On the mid-tempo “Stay Stupid,” ignorance as happiness gets critiqued, but they lay the sarcasm on so lightly you can barely taste it. Name-dropping Archie and Jughead doesn’t help things, nor do sincere but treacly lines like “If you’re not lost then you can’t be found.” “I Love L.A.” it’s not.
The clichéd, easy targets continue in “Doing It All for the Money.” Training your sights on sell-outs and money-grubbers is tricky territory, and at least a little hypocritical given your fans have to shell out cash, whether it’s for a show or a CD, to even hear the song. Maybe Wisher should be the target of projectile currency, but hearing a Charlottesville band turn down hundred dollar bills in a song in favor of drinking milkshakes in an alley is a punch that wouldn’t crack the glassiest of jaws.
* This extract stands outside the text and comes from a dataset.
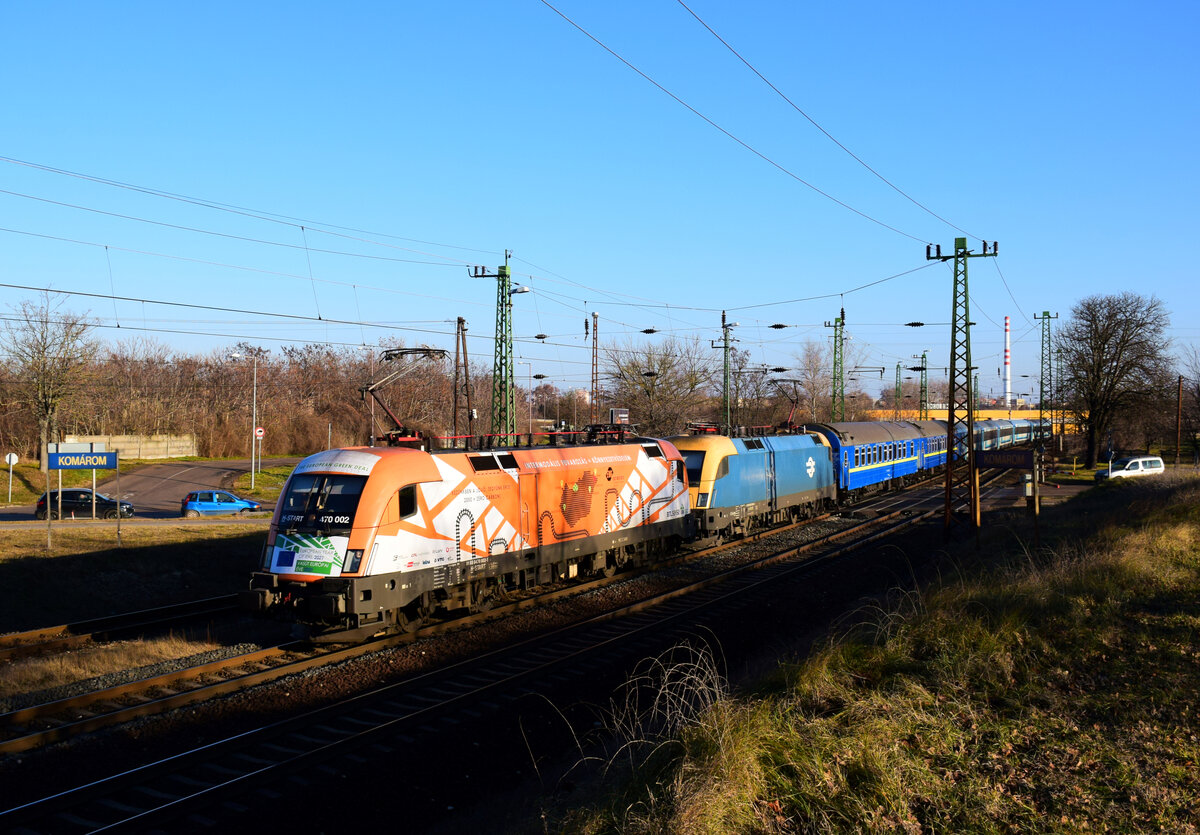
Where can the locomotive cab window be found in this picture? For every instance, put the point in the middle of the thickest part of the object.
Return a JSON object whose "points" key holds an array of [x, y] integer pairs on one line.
{"points": [[324, 503], [407, 500], [723, 469]]}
Trying to solder lyrical tongue-in-cheek social critique to sleeve-worn musical influences, source material that never apologized for or tried to be more than what it was, leaves you dead in the water. And besides, even the recently departed Mr. Harrison’s “Taxman” sounds whiny. A band like Weezer knows that anything less than ramrod-straight posture sinks these sorts of ships, and Wisher’s songs sound bigger and better when they toe that line.
While they might not be breaking new ground when they erect tight and efficient three-to-four minute pop songs with simple Lincoln Log-chords and primary color building blocks of uncomplicated harmonies, on songs like “Girl from the Video Store” and “Nightgown” Wisher’s on friendly ground nonetheless. Familiar to fans of their live sets, they’re odes to unattainable girls and fantasies of attaining them. It’s simple but fertile fodder and leaves room for smart, positive sentiments.
“Elevators” and “Aether” stand out as well, though the turns aren’t as sharp, and corners are sanded down a bit. The pop-punk of “Girl from the Video Store,” with its cheeky harmonies, and the Big Star-esque nocturne of “Nightgown” are Wisher at its best, where form and content mix sugar and spice. If only it happened a bit more often, and they left the sour politics at home.

Wisher performs at the Outback Lodge with the Naked Puritans Friday, April 5. $6, 9pm.